The collection comprises multiple chains with a circular clasp in different combinations of gold, including black gold. Styles sometimes feature diamonds.
Marco Valente, the owner of the namesake firm, said research, new materials and fresh styles were central to raising brand awareness and growing success.
Valente showcased an evolution of last year’s Marina chain. Called Namibia, the new version of the chunky links is a progression of ebony, gold, fossil ivory and leather, dotted with cabochon-cut tourmalines, sapphires and peridots.
Fope’s new collections are named after the owner’s daughters, Giulia and Lavinia. White gold, pearls and half moon-shaped diamonds dominate Giulia, while Lavinia spotlights rose gold for necklaces, bangles and cluster earrings with diamond-studded sliding clamps.
Annamaria Cammilli offered pretty florals, namely dainty calla and daisies in matte gold with colored diamonds in gradient pastel hues. The Florentine jeweler, which is now tackling the U.S. market, specializes in four gold colors: white, rose, lemon yellow and apricot yellow.
La Nouvelle Bague was inspired by India. It crafted bracelets from thick silk ropes in black, orange or white, and enriched with chiseled gold tubes, diamonds and enamel.
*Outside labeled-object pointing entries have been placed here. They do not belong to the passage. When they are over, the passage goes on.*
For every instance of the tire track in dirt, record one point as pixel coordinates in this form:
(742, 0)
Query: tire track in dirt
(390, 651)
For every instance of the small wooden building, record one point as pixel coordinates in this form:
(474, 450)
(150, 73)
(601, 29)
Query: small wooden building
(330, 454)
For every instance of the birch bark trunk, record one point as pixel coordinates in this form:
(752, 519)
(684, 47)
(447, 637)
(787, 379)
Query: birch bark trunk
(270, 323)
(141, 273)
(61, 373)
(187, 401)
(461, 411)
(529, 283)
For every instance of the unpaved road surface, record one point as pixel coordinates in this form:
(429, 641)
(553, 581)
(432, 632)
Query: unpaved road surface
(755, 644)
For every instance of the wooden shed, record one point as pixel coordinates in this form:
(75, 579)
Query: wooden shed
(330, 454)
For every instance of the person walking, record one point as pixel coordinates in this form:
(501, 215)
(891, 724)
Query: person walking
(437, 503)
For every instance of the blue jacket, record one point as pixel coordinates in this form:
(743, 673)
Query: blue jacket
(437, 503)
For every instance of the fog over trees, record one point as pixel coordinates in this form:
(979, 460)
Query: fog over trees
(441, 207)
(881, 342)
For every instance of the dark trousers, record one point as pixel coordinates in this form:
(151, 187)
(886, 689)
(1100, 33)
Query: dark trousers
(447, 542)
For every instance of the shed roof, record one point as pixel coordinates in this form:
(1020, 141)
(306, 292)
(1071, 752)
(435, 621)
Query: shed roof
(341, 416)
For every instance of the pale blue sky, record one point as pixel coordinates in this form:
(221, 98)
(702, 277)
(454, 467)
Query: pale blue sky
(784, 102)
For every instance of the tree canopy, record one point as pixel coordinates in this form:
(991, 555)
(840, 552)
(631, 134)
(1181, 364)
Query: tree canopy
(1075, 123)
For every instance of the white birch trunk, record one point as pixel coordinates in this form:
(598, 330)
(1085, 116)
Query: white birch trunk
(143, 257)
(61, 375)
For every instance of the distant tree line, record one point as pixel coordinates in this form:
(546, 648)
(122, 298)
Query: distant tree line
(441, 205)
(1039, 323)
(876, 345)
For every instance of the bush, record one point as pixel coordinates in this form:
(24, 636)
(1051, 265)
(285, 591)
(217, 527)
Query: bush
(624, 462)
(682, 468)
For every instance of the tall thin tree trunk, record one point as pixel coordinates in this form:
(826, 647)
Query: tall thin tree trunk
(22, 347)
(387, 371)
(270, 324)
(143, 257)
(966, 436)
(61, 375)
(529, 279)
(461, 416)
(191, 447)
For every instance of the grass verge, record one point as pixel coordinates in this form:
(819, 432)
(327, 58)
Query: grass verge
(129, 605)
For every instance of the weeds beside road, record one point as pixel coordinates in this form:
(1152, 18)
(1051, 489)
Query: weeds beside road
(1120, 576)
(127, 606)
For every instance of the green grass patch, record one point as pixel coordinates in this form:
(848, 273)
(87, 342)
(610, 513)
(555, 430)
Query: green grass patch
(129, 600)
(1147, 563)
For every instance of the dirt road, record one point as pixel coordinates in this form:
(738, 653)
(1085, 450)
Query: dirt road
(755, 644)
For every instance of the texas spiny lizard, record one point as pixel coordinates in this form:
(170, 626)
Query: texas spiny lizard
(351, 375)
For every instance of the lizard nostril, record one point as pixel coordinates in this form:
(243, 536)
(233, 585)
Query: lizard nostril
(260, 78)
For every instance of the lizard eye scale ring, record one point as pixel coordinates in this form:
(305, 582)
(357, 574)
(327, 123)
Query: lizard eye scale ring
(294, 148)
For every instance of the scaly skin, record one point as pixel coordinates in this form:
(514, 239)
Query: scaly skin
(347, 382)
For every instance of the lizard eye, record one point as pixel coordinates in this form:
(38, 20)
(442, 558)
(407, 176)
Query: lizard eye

The same ropes were used for lariat necklaces featuring a pair of sculptured boules dangling from the ends.
“It’s a very Imperial style, rich but refined,” said co-owner Poli.
Sparkling pavé is Leo Pizzo’s forte, this time served up in drop-shaped charms, hearts and flowers with white diamonds that give way to colored ones, as well as pink sapphires. Also on display was Elemento, a new men’s line made with burnished silver, white gold and rough diamonds.